By Nick Patience

None of the five organizations that have been accredited to begin registering domain names today, April 26 are expected to be doing so, due to the lack of preparation time since they heard they were one of the chosen five. In fact, depending on who you speak to, the five are likely to start anywhere between the start of May and the end of the intended 60-day test period.

The announcement of the names was made last Wednesday and meetings were held between the five companies and Network Solutions Inc, the keeper of the registry. They will not be able to get going today because none of has yet received the shared registration software (SRS) needed to register names in the database of .com, .net and .org. Under the terms of the registrar license, NSI is obliged to hand over full documentation for the registry registrar protocol (RRP) the C and Java APIs and client software within three business days, which will be April 29.

NSI held a technical session for the companies at its headquarters on Friday morning led by senior VP engineering Dave Holtzman. Each of the five companies was represented by three or four people and four out of the five companies signed the necessary license agreement. NSI’s own registrar business was excluded from the discussions.

The first to sign the agreement was Melbourne IT, which will be registering names through its subsidiary Internet Names Australia (INA). The Council of Registrars (CORE), Register.com, France Telecom SA’s Oleane subsidiary also signed on Friday, but AOL did not sign, apparently because it sent technical, not management people along to the session.

Register.com says it will probably begin accepting registrations at the start of May, and from what we can gather, AOL may well be the last. It says it got involved not for its traditional customer base of AOL users, but for the ones it got from the acquisition of Netscape Communications Corp and the ones it hopes to get through its alliance with Sun Microsystems Inc. It will market domain names as just one of its many business services.

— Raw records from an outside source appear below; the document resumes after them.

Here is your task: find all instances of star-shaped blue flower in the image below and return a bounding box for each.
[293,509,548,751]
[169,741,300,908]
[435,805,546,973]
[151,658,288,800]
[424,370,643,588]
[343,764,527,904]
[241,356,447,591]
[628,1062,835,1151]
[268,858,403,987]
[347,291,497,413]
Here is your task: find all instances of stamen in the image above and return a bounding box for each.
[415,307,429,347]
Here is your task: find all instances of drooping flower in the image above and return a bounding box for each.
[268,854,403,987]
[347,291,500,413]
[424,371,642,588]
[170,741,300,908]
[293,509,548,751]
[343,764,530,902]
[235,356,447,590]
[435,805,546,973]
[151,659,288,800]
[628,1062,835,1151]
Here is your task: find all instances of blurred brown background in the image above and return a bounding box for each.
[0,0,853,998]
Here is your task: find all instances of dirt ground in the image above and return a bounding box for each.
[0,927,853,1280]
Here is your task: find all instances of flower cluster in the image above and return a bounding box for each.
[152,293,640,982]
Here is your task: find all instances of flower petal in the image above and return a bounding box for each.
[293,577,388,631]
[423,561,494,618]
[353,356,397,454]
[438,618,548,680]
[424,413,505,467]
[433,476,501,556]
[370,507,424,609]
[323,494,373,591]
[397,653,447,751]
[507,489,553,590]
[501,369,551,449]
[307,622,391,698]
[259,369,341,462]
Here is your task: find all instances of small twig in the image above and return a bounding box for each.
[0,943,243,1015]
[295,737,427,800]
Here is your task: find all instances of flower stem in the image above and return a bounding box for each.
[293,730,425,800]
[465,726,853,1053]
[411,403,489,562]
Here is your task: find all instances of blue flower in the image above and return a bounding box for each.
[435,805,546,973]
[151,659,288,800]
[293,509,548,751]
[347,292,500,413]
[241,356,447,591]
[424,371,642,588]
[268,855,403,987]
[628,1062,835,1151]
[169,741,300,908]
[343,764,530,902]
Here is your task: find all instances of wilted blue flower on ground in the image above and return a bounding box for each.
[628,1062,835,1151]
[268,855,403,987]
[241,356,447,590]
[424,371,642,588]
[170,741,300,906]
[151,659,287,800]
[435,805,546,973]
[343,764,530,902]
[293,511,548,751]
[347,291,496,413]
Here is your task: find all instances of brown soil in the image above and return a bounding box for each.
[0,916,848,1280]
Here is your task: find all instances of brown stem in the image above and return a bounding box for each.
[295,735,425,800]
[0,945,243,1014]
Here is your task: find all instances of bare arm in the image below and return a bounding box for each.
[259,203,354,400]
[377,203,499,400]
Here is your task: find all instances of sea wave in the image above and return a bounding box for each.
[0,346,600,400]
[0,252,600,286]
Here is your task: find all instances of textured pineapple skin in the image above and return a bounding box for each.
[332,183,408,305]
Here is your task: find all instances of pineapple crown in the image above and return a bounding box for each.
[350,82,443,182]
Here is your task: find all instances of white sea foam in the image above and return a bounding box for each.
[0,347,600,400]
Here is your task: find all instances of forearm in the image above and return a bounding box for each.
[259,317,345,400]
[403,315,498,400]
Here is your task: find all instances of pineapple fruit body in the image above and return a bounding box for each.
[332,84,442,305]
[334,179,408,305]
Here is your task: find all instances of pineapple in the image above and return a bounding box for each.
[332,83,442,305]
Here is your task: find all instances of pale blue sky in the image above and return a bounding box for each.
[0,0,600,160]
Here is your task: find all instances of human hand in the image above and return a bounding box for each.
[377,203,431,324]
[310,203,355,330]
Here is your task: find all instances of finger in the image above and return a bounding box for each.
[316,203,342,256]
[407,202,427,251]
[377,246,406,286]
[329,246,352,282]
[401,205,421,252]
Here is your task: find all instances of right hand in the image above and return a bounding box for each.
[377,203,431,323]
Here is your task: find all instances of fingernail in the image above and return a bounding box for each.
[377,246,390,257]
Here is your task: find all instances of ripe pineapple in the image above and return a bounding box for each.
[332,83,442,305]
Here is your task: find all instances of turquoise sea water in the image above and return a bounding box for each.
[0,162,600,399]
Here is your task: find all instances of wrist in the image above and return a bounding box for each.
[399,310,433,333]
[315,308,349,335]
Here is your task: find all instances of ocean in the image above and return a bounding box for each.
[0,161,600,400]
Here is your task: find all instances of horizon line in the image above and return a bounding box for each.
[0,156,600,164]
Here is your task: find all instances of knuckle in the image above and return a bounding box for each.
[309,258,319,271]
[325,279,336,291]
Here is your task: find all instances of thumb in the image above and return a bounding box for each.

Sources within the five companies tell us that NSI is employing a thin-registry, fat-registrar model, whereby the registry records only contain a minimal amount of information, such as the IP address, domain name and basic contact details. The registrar retains the rest. At first glance that may appear to be advantageous to the registrars, but it could make it more difficult for users to switch registrars, which would benefit NSI as it is starting the competition phase with a head start of millions of names it has registered over the past seven years. Moreover, the registrar agreement states that registrants must pay the $18 fee again for two years registration even if the two years have not elapsed. The losing registrar will not get a refund.

Today, Monday NSI will publish what its sees as the timetable for the test-bed period and beyond. Nobody was available at the Department of Commerce to comment on NSI’s timetable, but NSI says both the DoC and the Internet Corporation for Assigned names and Numbers (ICANN) has known for quite some time that a start date of today would prove unrealistic. NSI says the atmosphere at the technical suggestions was surprisingly cordial and there was even some applause at the end. We wonder how long such bonhomie will last.